Sometimes you may want to access a variable both atomically and non-atomically. Which is why I find convinient that on gcc you can write something like :

int var = 0;
var++;
atomic_fetch_add(&var, 1);

However this does not compile with clang 4.0.1 :

error: address argument to atomic operation must be a pointer to _Atomic type ('int *' invalid)
atomic_fetch_add(&var, 1);

The best solution I could find is a cast :

int var = 0;
(*(int*)&var)++;
atomic_fetch_add(&var, 1);

Is there a simpler and portable way to achieve this ?

There are two interfaces in C11 that allow you to act on an atomic object which are less restrictive.

First, you can always overwrite an atomic object, when you know that you are the only one accessing it, usually during an initialization phase, use atomic_init for that.

Second, if you need less guarantees for an access during the execution even with several threads, you can use a less restrictive access mode. Namely you could eg do atomic_fetch_and_add_explicit(&var, 1, memory_order_relaxed) . This still guarantees that your access is indivisible (one of the properties that you want from an atomic) but it doesn't guarantee when another thread sees the updated value.

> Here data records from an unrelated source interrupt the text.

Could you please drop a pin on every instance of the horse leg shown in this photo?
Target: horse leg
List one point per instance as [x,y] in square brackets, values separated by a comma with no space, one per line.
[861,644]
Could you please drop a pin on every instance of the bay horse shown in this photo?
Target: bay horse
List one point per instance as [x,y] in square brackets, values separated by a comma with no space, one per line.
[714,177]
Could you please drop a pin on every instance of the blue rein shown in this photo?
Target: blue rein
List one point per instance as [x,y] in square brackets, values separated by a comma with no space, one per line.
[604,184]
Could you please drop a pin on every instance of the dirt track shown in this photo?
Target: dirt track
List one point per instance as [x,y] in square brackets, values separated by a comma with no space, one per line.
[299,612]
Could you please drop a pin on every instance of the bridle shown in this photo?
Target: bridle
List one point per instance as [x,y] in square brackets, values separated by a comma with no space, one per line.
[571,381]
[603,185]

But generally speaking, if atomic accesses are performance critical, you are doing something wrong. So before you try semantically difficult dealings with atomics, benchmark your code and see if this really is a bottleneck. If so, think first of a way to change your algorithm, eg by doing more computations in local variables that are not subject to races. Only if all of that fails to give you the performance you want, have a look into the different memory semantics that C11 offers.

The abstract machine defined by the C Standard has a rather different view of storage than most real machines. In particular, rather than thinking of memory accesses as actions which can be performed in a variety of different way depending upon required circumstances, it instead views each object has supporting one kind of read and at most one kind of write ( const -qualified objects don't support any kind of write); the kind of read and write required to access an object depend upon its type.

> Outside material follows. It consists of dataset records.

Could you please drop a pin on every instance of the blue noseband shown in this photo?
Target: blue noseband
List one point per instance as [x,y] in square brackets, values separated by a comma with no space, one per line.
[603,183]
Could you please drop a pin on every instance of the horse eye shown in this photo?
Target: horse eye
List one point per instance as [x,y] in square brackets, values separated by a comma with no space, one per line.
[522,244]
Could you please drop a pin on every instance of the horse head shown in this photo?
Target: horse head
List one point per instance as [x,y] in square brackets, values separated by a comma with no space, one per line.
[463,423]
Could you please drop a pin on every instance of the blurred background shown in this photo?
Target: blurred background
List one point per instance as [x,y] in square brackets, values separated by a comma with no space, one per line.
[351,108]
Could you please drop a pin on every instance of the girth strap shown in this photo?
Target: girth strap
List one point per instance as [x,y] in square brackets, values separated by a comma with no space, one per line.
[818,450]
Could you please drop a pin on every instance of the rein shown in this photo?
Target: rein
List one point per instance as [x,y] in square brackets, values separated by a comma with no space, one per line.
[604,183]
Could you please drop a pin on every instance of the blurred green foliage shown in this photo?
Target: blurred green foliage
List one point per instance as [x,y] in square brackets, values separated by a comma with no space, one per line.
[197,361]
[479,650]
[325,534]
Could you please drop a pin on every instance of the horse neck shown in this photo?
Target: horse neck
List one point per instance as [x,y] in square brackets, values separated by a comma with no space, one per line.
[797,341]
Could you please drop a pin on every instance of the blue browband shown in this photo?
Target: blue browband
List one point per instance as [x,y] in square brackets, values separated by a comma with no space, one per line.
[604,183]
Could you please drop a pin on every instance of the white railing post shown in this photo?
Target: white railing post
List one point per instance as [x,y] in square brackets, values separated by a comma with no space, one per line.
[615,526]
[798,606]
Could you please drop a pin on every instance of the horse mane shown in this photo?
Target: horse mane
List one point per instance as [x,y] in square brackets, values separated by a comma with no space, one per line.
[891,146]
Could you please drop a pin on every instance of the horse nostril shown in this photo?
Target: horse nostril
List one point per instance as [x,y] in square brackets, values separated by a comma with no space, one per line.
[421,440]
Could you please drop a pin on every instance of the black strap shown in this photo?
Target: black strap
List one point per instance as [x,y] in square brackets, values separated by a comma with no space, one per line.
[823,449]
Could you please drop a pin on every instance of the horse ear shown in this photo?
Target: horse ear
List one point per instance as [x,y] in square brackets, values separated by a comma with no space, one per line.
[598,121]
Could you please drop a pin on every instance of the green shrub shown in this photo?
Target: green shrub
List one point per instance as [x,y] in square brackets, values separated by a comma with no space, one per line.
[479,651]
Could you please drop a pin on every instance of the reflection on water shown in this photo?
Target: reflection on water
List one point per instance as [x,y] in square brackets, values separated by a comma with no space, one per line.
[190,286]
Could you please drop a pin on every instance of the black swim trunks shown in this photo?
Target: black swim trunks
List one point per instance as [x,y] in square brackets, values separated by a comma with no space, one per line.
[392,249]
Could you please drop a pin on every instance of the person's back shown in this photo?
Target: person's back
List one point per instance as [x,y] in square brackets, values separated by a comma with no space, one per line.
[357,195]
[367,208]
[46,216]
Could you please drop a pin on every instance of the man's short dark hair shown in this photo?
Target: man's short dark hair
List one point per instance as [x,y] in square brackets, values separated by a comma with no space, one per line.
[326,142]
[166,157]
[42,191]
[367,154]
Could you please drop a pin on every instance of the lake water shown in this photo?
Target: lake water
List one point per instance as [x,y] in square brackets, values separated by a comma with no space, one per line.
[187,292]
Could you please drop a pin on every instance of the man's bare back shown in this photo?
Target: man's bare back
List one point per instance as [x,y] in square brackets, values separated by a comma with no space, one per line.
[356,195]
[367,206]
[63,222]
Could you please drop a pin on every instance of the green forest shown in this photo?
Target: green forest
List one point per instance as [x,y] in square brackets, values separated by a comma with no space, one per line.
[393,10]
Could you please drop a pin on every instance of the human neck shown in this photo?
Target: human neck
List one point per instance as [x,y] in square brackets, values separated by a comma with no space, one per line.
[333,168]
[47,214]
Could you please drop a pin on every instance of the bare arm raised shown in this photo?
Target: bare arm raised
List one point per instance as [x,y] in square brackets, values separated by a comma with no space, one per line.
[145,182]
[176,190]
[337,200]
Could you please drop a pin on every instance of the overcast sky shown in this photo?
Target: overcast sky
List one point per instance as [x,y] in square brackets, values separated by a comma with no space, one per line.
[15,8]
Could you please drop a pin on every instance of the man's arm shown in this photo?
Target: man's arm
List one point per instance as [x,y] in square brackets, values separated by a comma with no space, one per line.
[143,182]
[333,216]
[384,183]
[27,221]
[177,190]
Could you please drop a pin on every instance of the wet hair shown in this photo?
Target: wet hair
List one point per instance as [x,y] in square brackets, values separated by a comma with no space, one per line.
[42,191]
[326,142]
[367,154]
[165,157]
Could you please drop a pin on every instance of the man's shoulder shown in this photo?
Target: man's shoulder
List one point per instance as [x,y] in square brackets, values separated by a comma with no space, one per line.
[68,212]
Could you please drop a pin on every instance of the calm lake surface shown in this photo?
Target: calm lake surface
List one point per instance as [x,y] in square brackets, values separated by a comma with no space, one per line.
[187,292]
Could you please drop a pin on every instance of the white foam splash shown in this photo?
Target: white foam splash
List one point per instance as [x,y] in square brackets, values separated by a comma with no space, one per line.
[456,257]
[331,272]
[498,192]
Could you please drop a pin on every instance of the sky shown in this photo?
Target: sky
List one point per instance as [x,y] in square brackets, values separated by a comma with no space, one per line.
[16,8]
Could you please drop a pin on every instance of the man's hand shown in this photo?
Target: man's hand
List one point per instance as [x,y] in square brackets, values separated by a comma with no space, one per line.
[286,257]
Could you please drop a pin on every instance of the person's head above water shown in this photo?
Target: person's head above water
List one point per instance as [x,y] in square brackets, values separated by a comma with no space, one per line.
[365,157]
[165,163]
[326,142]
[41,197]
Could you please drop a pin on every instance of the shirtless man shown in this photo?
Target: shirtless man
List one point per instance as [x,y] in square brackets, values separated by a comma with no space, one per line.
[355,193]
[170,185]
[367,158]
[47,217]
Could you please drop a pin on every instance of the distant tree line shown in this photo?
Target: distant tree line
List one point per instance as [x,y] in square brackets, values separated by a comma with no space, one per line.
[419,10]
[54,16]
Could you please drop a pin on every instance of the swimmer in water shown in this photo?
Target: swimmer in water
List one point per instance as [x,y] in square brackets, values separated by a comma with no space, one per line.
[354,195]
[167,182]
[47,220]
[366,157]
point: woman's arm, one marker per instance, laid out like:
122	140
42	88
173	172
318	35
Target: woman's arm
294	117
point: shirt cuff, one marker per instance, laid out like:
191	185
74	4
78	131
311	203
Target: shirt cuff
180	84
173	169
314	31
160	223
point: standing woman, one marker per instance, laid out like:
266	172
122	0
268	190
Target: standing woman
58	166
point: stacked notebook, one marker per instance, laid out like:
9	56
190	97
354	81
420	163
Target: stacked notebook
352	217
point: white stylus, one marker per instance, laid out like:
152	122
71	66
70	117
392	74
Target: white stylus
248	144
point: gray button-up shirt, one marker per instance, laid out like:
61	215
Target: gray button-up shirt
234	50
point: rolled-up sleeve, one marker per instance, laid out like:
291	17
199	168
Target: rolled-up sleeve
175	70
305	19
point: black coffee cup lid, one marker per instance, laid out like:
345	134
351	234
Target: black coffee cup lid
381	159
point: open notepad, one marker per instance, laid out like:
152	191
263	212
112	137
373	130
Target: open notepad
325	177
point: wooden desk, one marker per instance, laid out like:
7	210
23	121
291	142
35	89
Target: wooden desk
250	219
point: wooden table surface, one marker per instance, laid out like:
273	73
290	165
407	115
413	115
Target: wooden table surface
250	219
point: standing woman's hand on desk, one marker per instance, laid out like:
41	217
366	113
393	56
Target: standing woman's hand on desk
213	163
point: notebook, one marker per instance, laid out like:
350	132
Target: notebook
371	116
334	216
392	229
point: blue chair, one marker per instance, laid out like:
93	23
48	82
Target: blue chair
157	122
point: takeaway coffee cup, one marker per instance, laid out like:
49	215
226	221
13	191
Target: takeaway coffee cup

Such an approach may be useful for some kinds of hardware platforms, or for some optimization strategies, but is grossly unsuitable for many kinds of programs running on real-world platforms. Unfortunately, the Standard doesn't recognize any practical way by which programmers can indicate that certain objects should be treated as "ordinary" storage most of the time, but recognize that they require more precise memory semantics at certain specific times during program execution.